Benjamin Britten und Aribert Reimann wollte er, ließ Ioan Holender schon zu Beginn seiner demnächst zu Ende gehenden, 19-jährigen Direktionszeit wissen, an die Staatsoper bringen. Mit „Peter Grimes“ und „Billy Budd“ konnte er schon vor Jahren das Britten-Versäumnis glänzend wettmachen. Nun glückte ihm das auch mit Reimann. Noch dazu mit einer rundum gelungenen und dementsprechend gefeierten Uraufführung in Gegenwart des Komponisten.

Integrationsproblematik

Dieser Tage begeht Aribert Reimann seinen 74. Geburtstag.

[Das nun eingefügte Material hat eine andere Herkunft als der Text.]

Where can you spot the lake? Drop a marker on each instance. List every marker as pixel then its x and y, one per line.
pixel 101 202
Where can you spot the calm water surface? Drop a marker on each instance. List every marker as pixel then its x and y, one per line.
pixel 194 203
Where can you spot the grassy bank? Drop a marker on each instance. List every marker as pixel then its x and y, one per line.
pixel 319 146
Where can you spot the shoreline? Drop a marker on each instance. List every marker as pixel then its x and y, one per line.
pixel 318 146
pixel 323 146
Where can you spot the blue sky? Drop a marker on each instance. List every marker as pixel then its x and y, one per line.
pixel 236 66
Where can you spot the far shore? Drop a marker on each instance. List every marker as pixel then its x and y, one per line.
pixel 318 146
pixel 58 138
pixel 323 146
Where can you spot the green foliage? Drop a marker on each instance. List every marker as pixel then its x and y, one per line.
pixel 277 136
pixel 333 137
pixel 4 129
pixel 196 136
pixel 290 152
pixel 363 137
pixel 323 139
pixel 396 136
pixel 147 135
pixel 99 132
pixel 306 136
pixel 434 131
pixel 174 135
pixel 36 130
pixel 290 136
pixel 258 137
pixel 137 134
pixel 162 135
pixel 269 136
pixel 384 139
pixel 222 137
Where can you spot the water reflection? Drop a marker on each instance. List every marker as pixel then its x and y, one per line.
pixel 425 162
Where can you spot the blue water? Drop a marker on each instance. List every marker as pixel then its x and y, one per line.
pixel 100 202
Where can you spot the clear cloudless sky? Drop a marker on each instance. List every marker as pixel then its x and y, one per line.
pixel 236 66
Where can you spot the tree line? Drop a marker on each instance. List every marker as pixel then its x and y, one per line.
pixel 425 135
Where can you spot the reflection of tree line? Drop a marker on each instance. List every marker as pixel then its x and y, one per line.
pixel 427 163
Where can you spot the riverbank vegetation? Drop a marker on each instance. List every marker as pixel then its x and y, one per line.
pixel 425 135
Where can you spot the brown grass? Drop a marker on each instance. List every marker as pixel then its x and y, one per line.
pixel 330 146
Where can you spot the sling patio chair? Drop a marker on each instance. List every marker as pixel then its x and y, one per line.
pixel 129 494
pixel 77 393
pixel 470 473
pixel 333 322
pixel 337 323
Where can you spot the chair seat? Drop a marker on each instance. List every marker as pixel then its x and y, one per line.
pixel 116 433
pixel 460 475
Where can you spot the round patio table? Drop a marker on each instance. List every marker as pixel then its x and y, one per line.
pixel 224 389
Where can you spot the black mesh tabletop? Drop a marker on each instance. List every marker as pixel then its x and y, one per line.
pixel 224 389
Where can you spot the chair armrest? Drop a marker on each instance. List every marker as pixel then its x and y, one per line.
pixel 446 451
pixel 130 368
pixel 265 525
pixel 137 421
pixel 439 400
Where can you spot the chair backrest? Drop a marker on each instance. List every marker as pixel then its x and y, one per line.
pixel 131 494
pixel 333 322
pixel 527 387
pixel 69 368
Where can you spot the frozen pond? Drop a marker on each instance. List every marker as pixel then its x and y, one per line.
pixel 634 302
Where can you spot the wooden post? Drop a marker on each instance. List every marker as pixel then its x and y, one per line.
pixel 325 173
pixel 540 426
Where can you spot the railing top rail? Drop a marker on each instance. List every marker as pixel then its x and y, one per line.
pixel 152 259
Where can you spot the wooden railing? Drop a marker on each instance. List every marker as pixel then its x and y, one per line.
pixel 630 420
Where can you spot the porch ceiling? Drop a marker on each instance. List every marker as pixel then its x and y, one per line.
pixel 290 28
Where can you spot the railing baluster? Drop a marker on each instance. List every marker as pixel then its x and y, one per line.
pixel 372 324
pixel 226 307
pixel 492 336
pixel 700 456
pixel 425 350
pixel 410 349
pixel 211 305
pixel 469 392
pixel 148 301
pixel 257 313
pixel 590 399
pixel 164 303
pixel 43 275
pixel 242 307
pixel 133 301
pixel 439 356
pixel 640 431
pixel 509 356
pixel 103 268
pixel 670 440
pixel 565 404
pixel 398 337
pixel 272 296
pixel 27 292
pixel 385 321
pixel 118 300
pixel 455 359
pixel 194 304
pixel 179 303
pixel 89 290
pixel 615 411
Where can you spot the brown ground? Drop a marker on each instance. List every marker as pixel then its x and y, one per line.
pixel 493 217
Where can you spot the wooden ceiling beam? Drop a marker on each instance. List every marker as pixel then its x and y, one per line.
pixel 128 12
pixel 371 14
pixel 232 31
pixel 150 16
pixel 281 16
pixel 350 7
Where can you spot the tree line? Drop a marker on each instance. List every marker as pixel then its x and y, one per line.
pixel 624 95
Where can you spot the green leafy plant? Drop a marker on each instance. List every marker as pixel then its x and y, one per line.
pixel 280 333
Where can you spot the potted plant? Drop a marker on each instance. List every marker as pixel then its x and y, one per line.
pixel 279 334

Ein besseres Geschenk als diese Oper in vier Bildern hätte er weder sich noch dem Publikum machen können. Mehr als drei Jahre hat ihn die Arbeit an „Medea“ zuletzt beschäftigt. Interessiert hat ihn der Stoff schon seit Jahrzehnten. Aber immer wieder hat sich anderes dazwischengeschoben. Erst als Holender wegen einer neuen Oper anfragte und ihm dann den konkreten Auftrag erteilte, konzentrierte er sich ganz auf dieses Sujet. Bei Grillparzer fand er schließlich, was er suchte. Und zwar sowohl in dessen „Medea“ als auch im „Gastfreund“ und in den „Argonauten“.

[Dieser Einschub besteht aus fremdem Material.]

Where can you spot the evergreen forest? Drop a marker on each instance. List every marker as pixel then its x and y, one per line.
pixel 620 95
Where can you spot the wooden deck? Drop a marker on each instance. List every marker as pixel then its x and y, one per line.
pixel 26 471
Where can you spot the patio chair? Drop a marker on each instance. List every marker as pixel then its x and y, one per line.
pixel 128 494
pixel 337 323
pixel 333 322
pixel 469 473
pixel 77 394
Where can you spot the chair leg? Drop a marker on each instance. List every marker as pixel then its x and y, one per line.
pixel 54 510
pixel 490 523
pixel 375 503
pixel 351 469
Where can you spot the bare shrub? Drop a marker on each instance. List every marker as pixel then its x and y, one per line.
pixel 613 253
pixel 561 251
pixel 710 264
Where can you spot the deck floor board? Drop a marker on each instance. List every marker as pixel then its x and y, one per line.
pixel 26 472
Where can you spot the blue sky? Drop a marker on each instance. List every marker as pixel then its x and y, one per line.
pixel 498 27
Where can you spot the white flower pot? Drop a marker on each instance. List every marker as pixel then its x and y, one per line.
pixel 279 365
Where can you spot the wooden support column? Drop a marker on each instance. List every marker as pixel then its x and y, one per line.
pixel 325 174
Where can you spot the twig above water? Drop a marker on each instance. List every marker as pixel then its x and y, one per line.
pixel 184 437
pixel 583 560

Eine Geschichte, wie sie aktueller nicht sein könnte. Denn vor diesem klassischen Hintergrund werden Themen angesprochen, die zum durchaus traurigen Alltag geworden sind: Die Nichtakzeptanz des Kopftuches in anderen Kulturkreisen. Die Tatsache, dass Nichtintegration zumeist in Aggressivität endet, für die niemand die Verantwortung übernehmen will. Die willkürliche Nichtgewährung von Exil. Der Mord als letzter Ausweg einer Mutter, der man zuerst die Kinder entfremdet und die sie töten muss, um ihnen dieses Schicksal durch andere zu ersparen.

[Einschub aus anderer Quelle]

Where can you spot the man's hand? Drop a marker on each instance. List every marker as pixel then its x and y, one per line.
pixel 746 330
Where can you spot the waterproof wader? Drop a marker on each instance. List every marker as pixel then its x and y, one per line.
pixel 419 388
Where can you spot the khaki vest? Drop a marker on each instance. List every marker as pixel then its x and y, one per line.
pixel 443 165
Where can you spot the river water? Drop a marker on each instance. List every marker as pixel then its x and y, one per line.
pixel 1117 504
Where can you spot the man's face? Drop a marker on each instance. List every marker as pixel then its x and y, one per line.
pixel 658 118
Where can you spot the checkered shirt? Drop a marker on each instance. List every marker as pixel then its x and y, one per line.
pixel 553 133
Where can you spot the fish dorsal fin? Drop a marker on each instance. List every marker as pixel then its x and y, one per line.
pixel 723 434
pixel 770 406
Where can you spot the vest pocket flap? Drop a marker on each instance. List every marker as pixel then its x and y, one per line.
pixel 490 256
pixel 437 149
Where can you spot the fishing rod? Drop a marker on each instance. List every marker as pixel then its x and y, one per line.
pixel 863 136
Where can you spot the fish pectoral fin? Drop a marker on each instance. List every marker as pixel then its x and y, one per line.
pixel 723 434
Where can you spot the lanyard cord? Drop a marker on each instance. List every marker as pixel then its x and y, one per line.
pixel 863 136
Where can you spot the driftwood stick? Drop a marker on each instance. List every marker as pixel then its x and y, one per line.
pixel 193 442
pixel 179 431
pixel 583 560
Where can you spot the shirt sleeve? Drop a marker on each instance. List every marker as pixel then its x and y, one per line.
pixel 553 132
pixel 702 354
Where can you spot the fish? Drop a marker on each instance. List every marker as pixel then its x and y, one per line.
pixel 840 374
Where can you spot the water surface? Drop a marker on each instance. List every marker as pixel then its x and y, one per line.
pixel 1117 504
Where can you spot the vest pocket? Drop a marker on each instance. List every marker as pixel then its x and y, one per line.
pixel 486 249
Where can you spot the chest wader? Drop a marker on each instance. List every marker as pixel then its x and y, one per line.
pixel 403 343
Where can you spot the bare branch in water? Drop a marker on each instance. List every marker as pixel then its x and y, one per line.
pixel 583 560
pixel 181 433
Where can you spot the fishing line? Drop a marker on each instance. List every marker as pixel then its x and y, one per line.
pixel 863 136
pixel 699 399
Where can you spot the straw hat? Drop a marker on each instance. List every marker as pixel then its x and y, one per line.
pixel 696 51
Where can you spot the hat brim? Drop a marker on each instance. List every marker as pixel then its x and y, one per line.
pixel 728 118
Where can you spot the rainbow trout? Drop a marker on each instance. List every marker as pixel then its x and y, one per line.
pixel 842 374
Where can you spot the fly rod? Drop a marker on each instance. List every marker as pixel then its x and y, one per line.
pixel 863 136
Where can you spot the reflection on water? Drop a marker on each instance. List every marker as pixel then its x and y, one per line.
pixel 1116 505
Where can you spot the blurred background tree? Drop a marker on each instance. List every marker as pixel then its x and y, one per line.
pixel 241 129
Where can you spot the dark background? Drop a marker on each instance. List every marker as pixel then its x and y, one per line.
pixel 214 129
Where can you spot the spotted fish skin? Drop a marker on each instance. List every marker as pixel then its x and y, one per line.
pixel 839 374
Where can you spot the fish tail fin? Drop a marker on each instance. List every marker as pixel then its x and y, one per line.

„Was ist der Erde Glück? – Ein Schatten. Was ist der Erde Ruhm? – Ein Traum“, heißt es im vom Komponisten nach den Vorlagen Grillparzers verfassten Libretto, das mit den Worten schließt: „Der Traum ist aus, allein die Nacht noch nicht.“

Ein Ansatz, den auch die Inszenierung von Marc Arturo Marelli – er wurde im Anschluss an die Premiere als jener Regisseur, der die meisten Neuproduktionen in der Ära Holender szenisch verantwortete, zum Ehrenmitglied der Staatsoper ernannt – aufgreift. Weil Willkür und egoistisches Streben nach oben nach wie vor nicht ausgedient haben, versetzt Marelli die Handlung in die Gegenwart. Um den Gegensatz von Griechenland und Kolchis zu verdeutlichen, erscheinen die Protagonisten in Anzug, Krawatte, aber auch in fremden Kostümen (Dagmar Niefind).

„Wellenförmiges Fließen“

Die Handlung selbst lässt Marelli auf der ziemlich ohne Requisiten auskommenden, durch Lichteffekte belebten Bühne, der einer Lavalandschaft nachempfundenen Hinterbühne (Reimann komponierte „Medea“ hauptsächlich auf Lanzarote) und in dem rechter Hand der Bühne platzierten, zu einem Penthouse umgedeuteten Herrscherpalast Kreons ablaufen. Synchron mit Reimanns die Handlung illustrierender wie kommentierender, die Gedanken der Protagonisten immer wieder vorausahnender, leitmotivisch verschränkter, ganz auf die Möglichkeiten der Stimme fokussierter Musik.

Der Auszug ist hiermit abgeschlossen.